4. There is ample evidence on record which the Industrial Court has considered while concluding that an unfair labour practice under item 9 has been committed. The respondent was working as a compounder in the hospital of the petitioner. There is evidence on record to indicate that except the respondent, all others working in this department including the Nurse, Aaya and the earlier compounder were being paid wages as per the award of the Wage Board. The submission of the petitioner that, the award can be made applicable to the employees only if there is an agreement with the recognized union, cannot be accepted. There is no dispute that wages in accordance Page 1026 with the award have been paid to the other workmen. Therefore, the argument that the award has not been accepted by the petitioner Karkhana is without any merit. Furthermore, the evidence on record indicates that it was only the respondent who was being paid consolidated wages. Various other persons were being paid wages as per the award of the Wage Board. Therefore, the Industrial Court can not be faulted for having arrived at the conclusion that an unfair labour practice under item 9 of Sechedule IV has been committed.

5. The question now which remains to be considered is that item 5 of Sechedule IV of the MRTU & PULP Act can be invoked. Item 5 of Sechedule IV reads thus-

“5. To show favouritism or partiality to one set of workers, regardless of merits.”
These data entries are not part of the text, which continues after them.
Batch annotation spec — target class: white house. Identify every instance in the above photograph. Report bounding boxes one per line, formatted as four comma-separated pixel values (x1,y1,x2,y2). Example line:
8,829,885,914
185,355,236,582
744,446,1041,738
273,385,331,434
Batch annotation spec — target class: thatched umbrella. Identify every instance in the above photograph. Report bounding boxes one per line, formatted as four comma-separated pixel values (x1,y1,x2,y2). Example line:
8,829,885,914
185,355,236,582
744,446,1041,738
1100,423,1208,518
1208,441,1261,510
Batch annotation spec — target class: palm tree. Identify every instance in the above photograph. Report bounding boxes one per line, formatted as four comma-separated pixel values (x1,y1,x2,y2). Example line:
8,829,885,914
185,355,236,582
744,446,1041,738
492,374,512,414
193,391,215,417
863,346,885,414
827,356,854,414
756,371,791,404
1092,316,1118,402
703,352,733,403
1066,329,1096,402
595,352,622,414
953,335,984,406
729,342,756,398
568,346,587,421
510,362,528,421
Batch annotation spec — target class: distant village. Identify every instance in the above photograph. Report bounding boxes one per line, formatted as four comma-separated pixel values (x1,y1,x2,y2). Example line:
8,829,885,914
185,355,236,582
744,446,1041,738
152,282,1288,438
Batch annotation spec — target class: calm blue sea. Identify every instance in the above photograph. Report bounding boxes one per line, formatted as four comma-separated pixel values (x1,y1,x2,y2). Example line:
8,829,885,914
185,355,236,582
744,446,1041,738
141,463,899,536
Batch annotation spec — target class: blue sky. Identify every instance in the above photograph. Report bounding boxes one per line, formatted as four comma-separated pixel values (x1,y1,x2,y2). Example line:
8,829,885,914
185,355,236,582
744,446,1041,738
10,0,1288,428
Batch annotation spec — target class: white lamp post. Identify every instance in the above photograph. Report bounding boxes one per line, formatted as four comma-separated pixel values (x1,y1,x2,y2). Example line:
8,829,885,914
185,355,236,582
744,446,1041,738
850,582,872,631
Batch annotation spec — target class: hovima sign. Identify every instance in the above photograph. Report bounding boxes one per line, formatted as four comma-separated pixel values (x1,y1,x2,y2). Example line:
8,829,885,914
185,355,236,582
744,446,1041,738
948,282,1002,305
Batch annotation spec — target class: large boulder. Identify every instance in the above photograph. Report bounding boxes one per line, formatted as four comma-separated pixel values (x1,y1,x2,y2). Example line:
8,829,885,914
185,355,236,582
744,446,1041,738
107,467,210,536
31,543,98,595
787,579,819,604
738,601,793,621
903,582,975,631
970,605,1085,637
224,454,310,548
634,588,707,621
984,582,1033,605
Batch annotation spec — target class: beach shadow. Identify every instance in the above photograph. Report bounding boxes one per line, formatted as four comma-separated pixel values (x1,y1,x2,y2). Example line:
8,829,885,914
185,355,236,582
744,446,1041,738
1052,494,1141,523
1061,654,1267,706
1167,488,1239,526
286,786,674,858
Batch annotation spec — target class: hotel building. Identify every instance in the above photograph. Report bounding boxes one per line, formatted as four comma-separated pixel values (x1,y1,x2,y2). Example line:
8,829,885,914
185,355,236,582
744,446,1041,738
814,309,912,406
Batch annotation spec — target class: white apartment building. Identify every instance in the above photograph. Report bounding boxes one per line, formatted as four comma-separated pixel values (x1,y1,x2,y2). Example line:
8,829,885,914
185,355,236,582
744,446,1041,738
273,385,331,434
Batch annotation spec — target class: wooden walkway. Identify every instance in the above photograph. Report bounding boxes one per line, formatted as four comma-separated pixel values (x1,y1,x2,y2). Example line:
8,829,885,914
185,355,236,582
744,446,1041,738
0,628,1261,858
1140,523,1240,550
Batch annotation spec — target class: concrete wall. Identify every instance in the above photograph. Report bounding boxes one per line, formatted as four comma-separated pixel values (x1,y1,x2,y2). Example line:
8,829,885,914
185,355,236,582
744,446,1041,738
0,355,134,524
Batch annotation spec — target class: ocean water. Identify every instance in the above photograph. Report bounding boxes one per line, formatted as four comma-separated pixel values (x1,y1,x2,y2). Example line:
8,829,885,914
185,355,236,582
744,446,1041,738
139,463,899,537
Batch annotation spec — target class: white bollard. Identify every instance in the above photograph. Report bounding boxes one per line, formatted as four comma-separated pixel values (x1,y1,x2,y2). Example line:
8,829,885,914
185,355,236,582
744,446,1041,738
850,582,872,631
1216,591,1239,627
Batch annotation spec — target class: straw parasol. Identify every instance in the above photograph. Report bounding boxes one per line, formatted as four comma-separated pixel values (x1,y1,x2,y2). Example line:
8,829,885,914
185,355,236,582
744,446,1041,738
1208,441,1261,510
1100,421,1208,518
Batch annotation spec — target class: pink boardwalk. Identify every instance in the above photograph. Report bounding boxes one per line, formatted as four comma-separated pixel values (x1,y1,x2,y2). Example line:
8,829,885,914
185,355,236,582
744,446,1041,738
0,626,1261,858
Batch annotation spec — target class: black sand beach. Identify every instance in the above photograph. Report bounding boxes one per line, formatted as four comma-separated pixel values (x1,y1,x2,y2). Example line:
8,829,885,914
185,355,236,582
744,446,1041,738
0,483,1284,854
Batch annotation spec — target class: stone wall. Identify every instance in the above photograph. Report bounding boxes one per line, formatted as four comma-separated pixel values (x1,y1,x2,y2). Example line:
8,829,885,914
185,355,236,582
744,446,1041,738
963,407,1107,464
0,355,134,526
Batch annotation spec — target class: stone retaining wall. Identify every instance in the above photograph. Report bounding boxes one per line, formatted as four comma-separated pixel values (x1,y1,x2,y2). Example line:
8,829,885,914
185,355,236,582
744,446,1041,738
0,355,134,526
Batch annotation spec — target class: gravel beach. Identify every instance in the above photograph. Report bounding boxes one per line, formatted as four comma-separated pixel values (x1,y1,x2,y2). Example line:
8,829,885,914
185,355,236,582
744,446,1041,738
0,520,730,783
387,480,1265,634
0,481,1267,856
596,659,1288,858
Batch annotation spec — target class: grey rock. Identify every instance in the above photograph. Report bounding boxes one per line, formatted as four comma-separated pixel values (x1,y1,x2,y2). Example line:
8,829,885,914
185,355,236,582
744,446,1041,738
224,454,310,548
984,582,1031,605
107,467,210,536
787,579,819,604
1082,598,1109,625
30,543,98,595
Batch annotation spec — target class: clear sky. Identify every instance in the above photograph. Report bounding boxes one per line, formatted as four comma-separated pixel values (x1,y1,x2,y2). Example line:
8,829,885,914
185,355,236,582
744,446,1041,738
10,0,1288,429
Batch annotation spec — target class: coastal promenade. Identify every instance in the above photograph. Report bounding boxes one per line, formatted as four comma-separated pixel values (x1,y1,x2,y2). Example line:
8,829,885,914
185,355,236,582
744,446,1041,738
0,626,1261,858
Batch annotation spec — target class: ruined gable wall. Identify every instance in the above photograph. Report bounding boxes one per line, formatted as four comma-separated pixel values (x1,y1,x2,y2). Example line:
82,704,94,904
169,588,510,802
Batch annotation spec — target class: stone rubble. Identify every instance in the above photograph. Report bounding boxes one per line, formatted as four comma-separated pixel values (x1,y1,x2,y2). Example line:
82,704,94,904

6. Section 28 of the MRTU & PULP Act deals with the procedure of filing complaints relating to unfair labour practices. This Section stipulates that when any person engages in or is engaging in any unfair labour practice then any union or any employee or any employer or Investigating Officer may file a complaint regarding such unfair labour practice. The Section does not in any manner preclude an individual employee from filing complaints under the Act. The only embargo or fetter on the right of an individual to file a complaint is found in Section 21 of the Act where if there is a recognised union, then a complaint of an unfair labour practice under items 2 and 6 of Sechedule IV can be filed only through that Union. The proviso permits an individual employee to file such a complaint if there is no recognised union. Therefore the right available to an individual to file a complaint under Section 28 read with item 5 of Sechedule IV of the Act is not restricted. The argument that complaint under this item can be filed only by a number of employees since item 5 contemplates discrimination as against a set of employees which must be construed in the plural. Item 5 is in respect of an unfair labour practice where an employer shows partiality or favouritism to one set of workers regardless of merits. However, it does not in any manner stipulate that the partiality or favouritism shown towards a set of workers must be qua a number of workers. It only stipulates that a number of workers must be treated differently by the employer as against the person filing the complaint. In the present case, the respondent had contended that all the others in the department where he was working were being paid wages in accordance with the award of the Wage Board, while he was being singled out for unfair treatment. It is in this context that the respondent complained that there is an unfair labour practice committed under item 5 of Sechedule IV. Therefore, the argument that a complaint alleging unfair labour practice under item 5 of sechedule IV can be filed only by individual workman is fallacious. The finding of the Industrial Court that there was an unfair labour practice committed under item 5 need not be disturbed.

7. Rule discharged. No order as to costs.